J’ai entendu ça à Tanger, à Casa, à Fès, à Niamey, au Caire, mais je ne m’y habitue pas. «Comment? Encore une prière? Mais la dernière vient de finir!»

Évidemment, ce n’est pas le cas, les prières on lieu à des moments bien définis de la journée, essentiellement selon les «mouvements» du soleil. Mais l’hiver, quand les jours sont plus courts, les prières de l’après-midi, sauf erreur, sont en effet plus rapprochées.

En tout cas.

Ici, dans la médina de Marrakech, l’appel des muezzins atteint des sommets de cacophonie parce que chaque quartier a sa mosquée — de même que son hammam et son four à pain, ce qu’on considère ici comme les services essentiels. Chez nous, je dirais qu’il faut un Jean Coutu et une SAQ, mais c’est une autre histoire. Bref, je viens de compter grâce à Google Maps 17 mosquées dans un rayon de 1km autour de mon palais.

Je suppose que c’est comme ça que le «surround sound» a été découvert.

Ça commence par une voix, une seule, qui s’élève dans le silence tout relatif de la médina. On entend distinctement les premiers mots, «Aaaaaaaallahou akhbar»…. À mesure que les autres enchaînent (c’est comme les coqs: il en faut un pour commencer, puis tous les autres suivent), ça devient un magma de voix masculines plus ou moins mélodieuses répercutées par des haut-parleurs de qualités variables.

Ça ne dure pas une minute, puis ça s’estompe et le silence retombe, troublé seulement par la pétarade puante d’une moto, les pleurs d’un enfant, le son d’une sirène au loin.

Virus marocain

J’ai encore attrapé un rhume, le deuxième de ce voyage, et celui-ci m’a terrassée plus que le premier. Voilà deux jours que je me traîne lamentablement en crachant des bouts de poumons ici et là, ce qui explique sans doute que je me sois fait fourguer par un marchand particulièrement retors une couverture de coton alors que j’en voulais une en laine.
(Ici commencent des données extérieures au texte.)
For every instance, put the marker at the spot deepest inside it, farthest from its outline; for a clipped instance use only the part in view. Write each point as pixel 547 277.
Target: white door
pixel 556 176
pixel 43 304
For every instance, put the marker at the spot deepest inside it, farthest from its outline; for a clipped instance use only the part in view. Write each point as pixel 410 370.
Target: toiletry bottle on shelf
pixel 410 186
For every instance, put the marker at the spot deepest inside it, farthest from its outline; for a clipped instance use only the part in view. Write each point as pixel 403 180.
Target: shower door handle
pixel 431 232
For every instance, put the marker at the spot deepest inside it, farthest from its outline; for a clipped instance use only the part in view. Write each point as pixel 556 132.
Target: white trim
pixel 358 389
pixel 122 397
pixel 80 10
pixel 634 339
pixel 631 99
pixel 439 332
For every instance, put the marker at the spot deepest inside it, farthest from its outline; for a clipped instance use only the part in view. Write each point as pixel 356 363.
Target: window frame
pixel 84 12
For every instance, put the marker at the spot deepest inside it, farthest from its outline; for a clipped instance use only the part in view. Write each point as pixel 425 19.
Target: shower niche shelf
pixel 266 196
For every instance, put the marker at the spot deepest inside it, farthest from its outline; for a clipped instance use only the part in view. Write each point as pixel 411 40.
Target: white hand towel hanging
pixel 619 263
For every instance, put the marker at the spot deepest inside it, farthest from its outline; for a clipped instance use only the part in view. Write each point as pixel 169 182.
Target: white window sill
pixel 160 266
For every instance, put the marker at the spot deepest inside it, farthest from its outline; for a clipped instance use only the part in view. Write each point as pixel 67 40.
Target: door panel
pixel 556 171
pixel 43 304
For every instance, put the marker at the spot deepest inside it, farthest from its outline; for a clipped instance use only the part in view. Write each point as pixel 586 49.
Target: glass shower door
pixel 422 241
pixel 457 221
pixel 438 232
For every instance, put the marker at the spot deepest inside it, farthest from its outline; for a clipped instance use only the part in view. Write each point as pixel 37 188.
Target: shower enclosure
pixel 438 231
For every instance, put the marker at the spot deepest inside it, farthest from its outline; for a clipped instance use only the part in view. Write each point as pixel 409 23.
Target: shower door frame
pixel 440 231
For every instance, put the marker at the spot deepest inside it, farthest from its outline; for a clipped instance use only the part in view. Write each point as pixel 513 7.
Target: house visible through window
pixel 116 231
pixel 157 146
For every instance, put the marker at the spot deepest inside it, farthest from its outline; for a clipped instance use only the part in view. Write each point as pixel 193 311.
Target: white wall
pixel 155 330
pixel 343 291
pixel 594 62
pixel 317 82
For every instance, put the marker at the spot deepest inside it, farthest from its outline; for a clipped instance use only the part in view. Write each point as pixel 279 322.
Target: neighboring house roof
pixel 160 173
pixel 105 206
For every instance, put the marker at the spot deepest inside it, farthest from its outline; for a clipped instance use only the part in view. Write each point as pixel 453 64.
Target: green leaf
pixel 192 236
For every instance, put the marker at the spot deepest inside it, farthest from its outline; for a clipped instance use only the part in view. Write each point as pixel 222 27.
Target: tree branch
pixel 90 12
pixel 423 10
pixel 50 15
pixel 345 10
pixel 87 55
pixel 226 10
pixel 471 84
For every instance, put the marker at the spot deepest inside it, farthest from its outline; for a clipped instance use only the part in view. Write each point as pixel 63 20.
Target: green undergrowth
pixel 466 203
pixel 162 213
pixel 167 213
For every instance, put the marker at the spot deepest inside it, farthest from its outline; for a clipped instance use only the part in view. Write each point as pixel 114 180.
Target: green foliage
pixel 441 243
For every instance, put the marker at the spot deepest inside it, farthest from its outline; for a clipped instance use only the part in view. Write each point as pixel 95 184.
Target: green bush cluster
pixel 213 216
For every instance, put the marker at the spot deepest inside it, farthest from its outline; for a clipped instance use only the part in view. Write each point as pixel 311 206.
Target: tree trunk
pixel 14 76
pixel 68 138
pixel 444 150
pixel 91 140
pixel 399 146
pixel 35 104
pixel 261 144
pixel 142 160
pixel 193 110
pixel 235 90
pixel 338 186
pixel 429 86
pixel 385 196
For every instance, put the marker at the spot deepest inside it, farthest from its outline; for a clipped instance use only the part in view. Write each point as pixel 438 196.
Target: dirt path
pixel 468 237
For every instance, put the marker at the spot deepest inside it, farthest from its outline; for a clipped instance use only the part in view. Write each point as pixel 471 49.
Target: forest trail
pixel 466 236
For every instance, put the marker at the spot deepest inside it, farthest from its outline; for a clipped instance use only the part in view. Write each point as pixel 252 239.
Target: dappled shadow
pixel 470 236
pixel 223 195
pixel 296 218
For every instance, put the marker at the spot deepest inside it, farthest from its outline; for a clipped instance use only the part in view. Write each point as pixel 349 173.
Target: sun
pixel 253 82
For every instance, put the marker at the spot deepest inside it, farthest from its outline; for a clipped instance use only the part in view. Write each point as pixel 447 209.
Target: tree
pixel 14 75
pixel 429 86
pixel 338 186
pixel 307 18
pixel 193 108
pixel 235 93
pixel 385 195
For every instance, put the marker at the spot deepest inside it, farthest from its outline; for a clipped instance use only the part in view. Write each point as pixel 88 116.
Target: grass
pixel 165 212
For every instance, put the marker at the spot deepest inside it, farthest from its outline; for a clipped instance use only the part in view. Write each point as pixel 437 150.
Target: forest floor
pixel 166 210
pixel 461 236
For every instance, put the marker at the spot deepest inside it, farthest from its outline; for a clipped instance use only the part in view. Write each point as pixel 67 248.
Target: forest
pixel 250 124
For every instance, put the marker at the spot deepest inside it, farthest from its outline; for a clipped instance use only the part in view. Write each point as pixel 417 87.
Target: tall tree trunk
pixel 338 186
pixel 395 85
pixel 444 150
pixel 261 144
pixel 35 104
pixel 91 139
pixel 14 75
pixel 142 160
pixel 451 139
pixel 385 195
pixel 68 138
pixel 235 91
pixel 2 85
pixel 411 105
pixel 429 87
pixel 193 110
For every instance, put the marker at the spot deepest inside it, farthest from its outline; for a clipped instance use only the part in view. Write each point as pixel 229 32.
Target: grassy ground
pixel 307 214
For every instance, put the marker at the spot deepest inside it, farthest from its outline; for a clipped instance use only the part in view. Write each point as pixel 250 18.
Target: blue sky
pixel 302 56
Me faire ça à moi! Madame Tissu en personne! Fallait que je sois vraiment malade.

Enfin. Mon avion décolle demain à 13h35, j’ai une très, très brève escale d’une heure à Paris et j’atterris à Montréal à 20h demain soir. C’est la première fois de ma vie que j’ai aussi hâte de rentrer chez moi.

M’en vais faire ma valise.

Et dormir avec les chats de la maison, qui me ronronnent dans les oreilles comme si on avait chassé les souris ensemble.